Somewhere to call home

In Sports /

For the last two semesters, Ryerson’s cricket team has packed Kerr Hall’s Upper Gym to practice regularly. But now, the only sound that’s coming from their old athletic space is the bounce of basketballs. Their gym time is gone. They lost their place.

“It’s sad to see (the equipment) sit there in the storage room and collect dust, but we’ve given them all these avenues,” Randy Pipher, the intramural co-ordinator at Sports and Recreation. “From what I hear, there’s a huge outpouring of cricket interest among the campus and community, but when it comes to setting something organized, the interest falls off.”

While Ryerson’s campus is full of diversity, the platter of available athletic programs is not. And now with Maple Leaf Gardens slated to open in March 2011, Ryerson sports have a chance to be reborn.

But Ivan Joseph, the director of athletics, said the problem does not lie with the university.

“Who would you play? You’d need other universities to compete against and that’s the problem,” he said. “You have to look at how many athletic directors out there have an international background. The universities are generally traditional in what they offer and stick to what they know.”

A survey authorized by the Association for Canadian Studies found 28 per cent of respondents believe soccer will overtake hockey as the No. 1 sport in Canada.

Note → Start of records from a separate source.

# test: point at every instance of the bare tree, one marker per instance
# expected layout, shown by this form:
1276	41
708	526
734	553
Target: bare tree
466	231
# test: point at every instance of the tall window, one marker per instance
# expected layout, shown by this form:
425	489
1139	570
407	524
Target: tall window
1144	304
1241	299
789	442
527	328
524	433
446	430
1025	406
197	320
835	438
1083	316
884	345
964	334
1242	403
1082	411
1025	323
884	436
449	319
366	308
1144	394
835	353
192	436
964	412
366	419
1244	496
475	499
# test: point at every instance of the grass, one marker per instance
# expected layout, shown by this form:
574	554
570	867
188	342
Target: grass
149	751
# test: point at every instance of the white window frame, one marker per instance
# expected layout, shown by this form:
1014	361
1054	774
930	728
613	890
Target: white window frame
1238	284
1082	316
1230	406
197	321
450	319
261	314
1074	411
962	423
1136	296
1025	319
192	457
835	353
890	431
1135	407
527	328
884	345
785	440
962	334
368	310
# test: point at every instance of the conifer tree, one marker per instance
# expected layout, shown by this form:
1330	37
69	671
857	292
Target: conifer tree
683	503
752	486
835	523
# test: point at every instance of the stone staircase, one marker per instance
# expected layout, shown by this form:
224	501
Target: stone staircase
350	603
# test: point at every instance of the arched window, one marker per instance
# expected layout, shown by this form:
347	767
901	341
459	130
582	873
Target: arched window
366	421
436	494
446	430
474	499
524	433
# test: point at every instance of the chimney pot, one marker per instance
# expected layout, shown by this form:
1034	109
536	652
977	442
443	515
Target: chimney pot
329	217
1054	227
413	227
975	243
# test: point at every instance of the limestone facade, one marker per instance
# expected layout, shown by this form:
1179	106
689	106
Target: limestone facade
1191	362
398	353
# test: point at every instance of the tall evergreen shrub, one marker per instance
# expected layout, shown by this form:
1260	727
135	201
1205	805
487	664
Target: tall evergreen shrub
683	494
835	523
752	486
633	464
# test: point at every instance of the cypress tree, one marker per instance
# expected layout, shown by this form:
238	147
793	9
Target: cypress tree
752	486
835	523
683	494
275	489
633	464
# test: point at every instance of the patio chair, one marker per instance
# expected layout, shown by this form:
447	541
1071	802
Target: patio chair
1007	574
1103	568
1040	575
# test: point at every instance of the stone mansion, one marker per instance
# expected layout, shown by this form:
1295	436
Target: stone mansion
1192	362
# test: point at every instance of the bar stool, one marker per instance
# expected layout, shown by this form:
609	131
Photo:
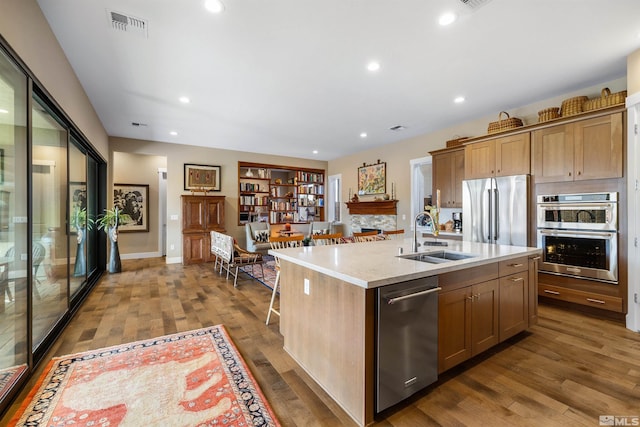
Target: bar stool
278	242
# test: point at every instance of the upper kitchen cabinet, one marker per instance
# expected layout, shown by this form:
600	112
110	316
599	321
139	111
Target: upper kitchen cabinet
448	173
586	149
503	156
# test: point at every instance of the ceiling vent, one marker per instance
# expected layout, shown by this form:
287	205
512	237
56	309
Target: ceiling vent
128	24
474	4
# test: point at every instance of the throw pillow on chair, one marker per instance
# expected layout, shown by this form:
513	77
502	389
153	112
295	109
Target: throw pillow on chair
261	236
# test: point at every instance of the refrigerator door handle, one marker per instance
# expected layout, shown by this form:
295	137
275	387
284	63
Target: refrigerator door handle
496	209
489	205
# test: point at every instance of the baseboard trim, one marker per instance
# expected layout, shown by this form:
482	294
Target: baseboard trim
141	255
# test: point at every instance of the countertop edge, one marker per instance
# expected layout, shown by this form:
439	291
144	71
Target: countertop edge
304	257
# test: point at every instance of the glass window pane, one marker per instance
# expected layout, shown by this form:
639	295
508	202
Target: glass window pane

The results of the survey show how the Canadian sporting mindset is shifting towards an international flavor.

After failing to organize cricket at the intramural level, Sports and Recreation purchased an indoor cricket mat, wickets and bats for recreational play. Cricket players have flocked to Kerr Hall Upper Gym the past two semesters, but practices were cancelled for the winter session. Faisal Hussain was the cricket co-ordinator for Ryerson last year as they hosted the school’s first-ever tournament. But after he left the post, he watched the sport die — along with players’ interest.

“We got lazy. We don’t practice anymore. People couldn’t meet at the practice hours which used to be on Mondays and Fridays. Cricket was squeezed out by Sports and Rec and now they’ve given our time to basketball,” he said.

In September, the rugby club shut down after three years of dogged promotion across campus. It was the brainchild of former manager Ryan Stratton, now a Ryerson graduate. He was unable to round up players who simply won’t commit. “Everyone has to be enthusiastic and get to pub nights so people know that [the rugby club] actually exists,” he said.

“That’s on us. We could have gotten more numbers and have a larger commitment from the players.”

He blamed Sports and Recreation for its lack of communication with potential rugby players. But according to Pipher, the department’s job starts and ends at helping to manage a budget, designating gym space and other paperwork.

“We gave rugby as much of a chance as any other club,” said Pipher.

“Obviously, there were a lot of issues over fields and the number of people actually showing up. For rugby, no one showed up other than the six or seven people who paid [the small membership fee].”

But there is still hope. Ontario University Athletics is looking at a new tier model which would offer one-off championship tournaments for fringe sports like cricket and could help emerging clubs.

“There are several schools in the GTA that play cricket. Instead of having a league, there could be a cricket tournament,” Joseph said. “All of a sudden you have an OUA sport. I think that will change what sports are offered.”